One result of the devaluation of adult authority is that ‘the proper relationship between education and society has been turned upside down’, and ‘education is used as the site where the unresolved issues of public life can be pursued’. As adults are infantilised and children are treated as mini-grown-ups whose voice must be expressed and heard on every matter from the content of the curriculum to the attributes of their teachers, education becomes viewed as a place where political debates can and should take place.
It's been awhile since I've read one of his books but I am about due for another visit, I think. He is becoming a fine successor to Neil Postman, now that the latter is no longer with us.

In these times of non-violent coercion that we presumably picked up from our participation in the Cold War -- where political and social pressure is used in an organized and concerted way in lieu of physical force -- public education is in some ways becoming a racket in that it occasionally exhibits a violation of the public trust and an illicit misuse of education where the child is used as the violent social weapon of strongly implied but ostensibly optional enforcement.

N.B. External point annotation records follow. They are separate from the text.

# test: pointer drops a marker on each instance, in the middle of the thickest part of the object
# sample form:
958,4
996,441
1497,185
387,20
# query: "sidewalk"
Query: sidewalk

I was sitting in the waiting room of a music store a couple of weeks ago and overheard a young girl quietly chastising her Dad for not buying her music book from the store where she also did her lessons. "But if you buy it here then [the store] will get the money," she said. "So you have to buy it here, OK?". You could hear the wife in her voice. It was calm and collected with a strong insinuation that you'd not be spoken to for a long time if you didn't act appropriately. The Dad stood there in near silence, seemingly unsure of how to handle the situation. He made a few uncertain comments about the books at the store being expensive and in bad physical condition.

It makes me wonder if children are also being told in school that they have to support local businesses. Is the Chamber of Commerce giving talks in elementary school now? I don't really know. But, she was not of an age where she would have reached this conclusion herself.

The child, however, likely does not comprehend such detail. I have written at greater length and with more detail about this problem of child indoctrination by the public school system in the past.

Forget what I said about Tori Amos and "Midwinter Graces"

Forget what I said about not buying this album. I have had a chance to preview it and it is actually very good and I will be buying it.

I was also wrong about it sounding as if it came from the same session as "Abnormally Attracted To Sin". I had only heard a very brief preview before, but having heard it in greater length it sounds quite different: the piano is back in front in a few songs, and there are a few of those piano textures that stick in my mind long after I've finished listening to the song. There is nothing raunchy here and it is quite a warm-sounding album.

But despite efforts to make it appear otherwise, it is clearly a Christmas album, though mostly an agnostic one. One thing I appreciate most about it is that she messes with some of the familiar twists and turns of the traditional Christmas songs that are included. This prevents it from being predictable and also from becoming quickly annoying. For this reason, you would be able to hear elevator Christmas music in discount department stores all season and still be able to come home and listen to this album.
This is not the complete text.